Consistent with all this, Ketcham proposes fairly radical solutions certain to turn off snooty and squeamish liberals in the dismal, dollar-drenched Democratic Party and the Big Green enviro-industrial complex. Among other things, he calls for the abolition of grazing rights on public lands, the de-commissioning of roads in national parks, and strict enforcement of the Endangered Species Act, which, if seriously administered, “would smash the entire exploitative economy on the public lands.” I’m guessing Ketcham’s publisher would not like for him to advocate the abolition of capitalism but one gets the impression that the author might almost like to recommend that as well.
Here it is perhaps worth nothing that Ketcham followed up the completion of This Land by heading to France to craft brilliant and sympathetic coverage of the prolonged working-class Gilets Jaunes rebellion. “Their war against the rich, in the age of climate change,” Ketcham wrote about the “Yellow Vests” in Harper’s last August, “is one driven by an understanding unique among protest movements in France: that the privilege to lord and the privilege to pollute are one and the same, and that confronting the climate crisis means a confrontation with unregulated capitalism. It is a call to arms that should resound across the world.”
Many of us crazy eco-Marxists hasten to add here that the real problem is capitalism, not merely “unregulated capitalism.”

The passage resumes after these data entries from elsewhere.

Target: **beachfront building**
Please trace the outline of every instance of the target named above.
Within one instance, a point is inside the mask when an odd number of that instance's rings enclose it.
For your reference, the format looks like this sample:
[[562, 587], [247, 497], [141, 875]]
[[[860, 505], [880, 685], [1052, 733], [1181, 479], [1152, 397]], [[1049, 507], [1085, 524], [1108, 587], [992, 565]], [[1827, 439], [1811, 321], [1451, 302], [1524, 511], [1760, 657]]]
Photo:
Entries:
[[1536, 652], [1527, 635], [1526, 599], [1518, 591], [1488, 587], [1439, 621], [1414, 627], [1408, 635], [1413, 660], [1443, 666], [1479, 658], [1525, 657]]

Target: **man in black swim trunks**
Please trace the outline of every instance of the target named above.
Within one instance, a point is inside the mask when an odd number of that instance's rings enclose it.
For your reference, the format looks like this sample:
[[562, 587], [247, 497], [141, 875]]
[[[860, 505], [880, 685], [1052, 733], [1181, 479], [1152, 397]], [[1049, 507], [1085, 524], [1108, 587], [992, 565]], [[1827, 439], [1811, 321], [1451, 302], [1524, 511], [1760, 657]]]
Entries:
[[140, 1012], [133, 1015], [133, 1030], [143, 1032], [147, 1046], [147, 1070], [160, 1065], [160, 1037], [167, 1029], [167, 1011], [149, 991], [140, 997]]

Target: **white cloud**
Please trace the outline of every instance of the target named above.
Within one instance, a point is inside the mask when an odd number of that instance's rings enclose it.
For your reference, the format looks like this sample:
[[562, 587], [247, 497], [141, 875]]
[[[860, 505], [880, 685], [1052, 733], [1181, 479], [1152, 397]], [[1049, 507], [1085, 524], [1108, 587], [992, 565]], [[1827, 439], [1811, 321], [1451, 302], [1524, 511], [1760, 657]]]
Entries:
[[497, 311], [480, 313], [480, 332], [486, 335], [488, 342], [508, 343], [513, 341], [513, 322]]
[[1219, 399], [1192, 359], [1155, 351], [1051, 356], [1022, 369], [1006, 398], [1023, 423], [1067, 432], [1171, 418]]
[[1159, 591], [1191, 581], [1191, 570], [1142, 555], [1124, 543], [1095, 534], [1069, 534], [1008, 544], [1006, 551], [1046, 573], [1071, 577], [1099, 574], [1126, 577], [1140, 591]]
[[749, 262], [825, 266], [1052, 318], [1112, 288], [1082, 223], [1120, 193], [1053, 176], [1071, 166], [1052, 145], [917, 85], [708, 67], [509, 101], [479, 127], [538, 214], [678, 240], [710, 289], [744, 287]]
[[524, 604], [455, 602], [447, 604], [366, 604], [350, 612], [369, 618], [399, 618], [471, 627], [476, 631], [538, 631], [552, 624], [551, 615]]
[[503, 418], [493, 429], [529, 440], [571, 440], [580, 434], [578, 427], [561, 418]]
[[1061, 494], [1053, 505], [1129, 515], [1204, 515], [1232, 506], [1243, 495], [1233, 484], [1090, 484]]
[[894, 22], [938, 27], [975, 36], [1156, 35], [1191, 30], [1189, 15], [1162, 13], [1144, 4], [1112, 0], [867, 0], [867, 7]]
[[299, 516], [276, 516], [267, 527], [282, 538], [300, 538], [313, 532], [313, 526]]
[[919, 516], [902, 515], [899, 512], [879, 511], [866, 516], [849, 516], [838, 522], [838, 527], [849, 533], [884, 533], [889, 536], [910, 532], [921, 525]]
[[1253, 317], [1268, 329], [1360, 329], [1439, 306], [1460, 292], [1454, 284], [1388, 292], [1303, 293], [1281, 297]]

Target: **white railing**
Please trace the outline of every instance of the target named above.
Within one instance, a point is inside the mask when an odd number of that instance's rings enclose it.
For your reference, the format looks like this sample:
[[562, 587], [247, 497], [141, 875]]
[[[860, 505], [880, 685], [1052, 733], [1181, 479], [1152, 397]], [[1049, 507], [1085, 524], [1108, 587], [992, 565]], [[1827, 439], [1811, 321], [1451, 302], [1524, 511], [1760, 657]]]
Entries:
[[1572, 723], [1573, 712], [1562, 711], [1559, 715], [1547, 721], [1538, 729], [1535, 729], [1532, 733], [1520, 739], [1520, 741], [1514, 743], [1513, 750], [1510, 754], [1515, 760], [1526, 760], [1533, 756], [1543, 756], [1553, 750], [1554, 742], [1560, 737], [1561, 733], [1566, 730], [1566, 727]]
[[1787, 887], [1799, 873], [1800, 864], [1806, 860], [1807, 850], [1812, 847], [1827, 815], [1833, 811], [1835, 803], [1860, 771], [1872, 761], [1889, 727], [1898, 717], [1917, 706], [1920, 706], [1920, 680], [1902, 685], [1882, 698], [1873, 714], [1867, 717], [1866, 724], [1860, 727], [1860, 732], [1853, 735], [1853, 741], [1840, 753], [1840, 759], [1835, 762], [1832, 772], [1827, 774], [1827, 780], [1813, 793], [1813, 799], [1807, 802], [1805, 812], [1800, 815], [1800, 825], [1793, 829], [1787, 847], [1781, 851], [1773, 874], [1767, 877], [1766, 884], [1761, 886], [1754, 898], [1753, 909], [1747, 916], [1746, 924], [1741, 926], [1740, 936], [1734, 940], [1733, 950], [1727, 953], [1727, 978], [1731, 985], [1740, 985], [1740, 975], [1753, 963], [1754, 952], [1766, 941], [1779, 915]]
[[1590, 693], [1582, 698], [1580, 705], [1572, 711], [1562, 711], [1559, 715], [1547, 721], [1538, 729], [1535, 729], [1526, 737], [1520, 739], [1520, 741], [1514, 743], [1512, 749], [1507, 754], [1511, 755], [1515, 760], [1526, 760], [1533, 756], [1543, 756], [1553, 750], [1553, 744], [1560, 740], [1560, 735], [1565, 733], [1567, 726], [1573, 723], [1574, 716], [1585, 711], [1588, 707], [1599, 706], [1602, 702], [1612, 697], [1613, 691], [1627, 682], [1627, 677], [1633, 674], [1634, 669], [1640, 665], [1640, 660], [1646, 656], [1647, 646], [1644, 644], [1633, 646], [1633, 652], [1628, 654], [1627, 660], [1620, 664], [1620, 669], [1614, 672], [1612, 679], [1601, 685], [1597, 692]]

Beyond Ketcham’s “failure” (if that’s the right word) to go full-on radical anti-capitalist (I am not sure one can write for Penguin Random House and Harper’s without adding caveats like “unregulated,” “free market,” and/or “Friedmanesque” to one’s critique of the exterminist profits system), I have only additional misgivings about This Land. The first is that it is too long and involved to become a back-pocket bible for a new generation of green-red militants. The second is that Ketcham says far too little about (a) how much of the great Western public domain has been violently and criminally stolen from North America’s First Nations people and (b) what Indigenous culture and lifeways have to tell us about how to live beyond the eco-exterminist commands of capital.
That said, This Land is a stirring, wonderfully crafted, and properly angry tour de force. It belongs up on the same shelf with past militant green classics like DeVoto’s The Western Paradox, Abbey’s Desert Solitaire, Abbey’s The Monkey Wrench Gang, Rachel Carson’s Silent Spring, John Brunner’s The Sheep Look Up, Derrick Jensen’s Endgame, and Barry Commoner’s The Closing Circle. West Coast readers are advised to order a copy soon, before the next great wildfire devours your mailbox.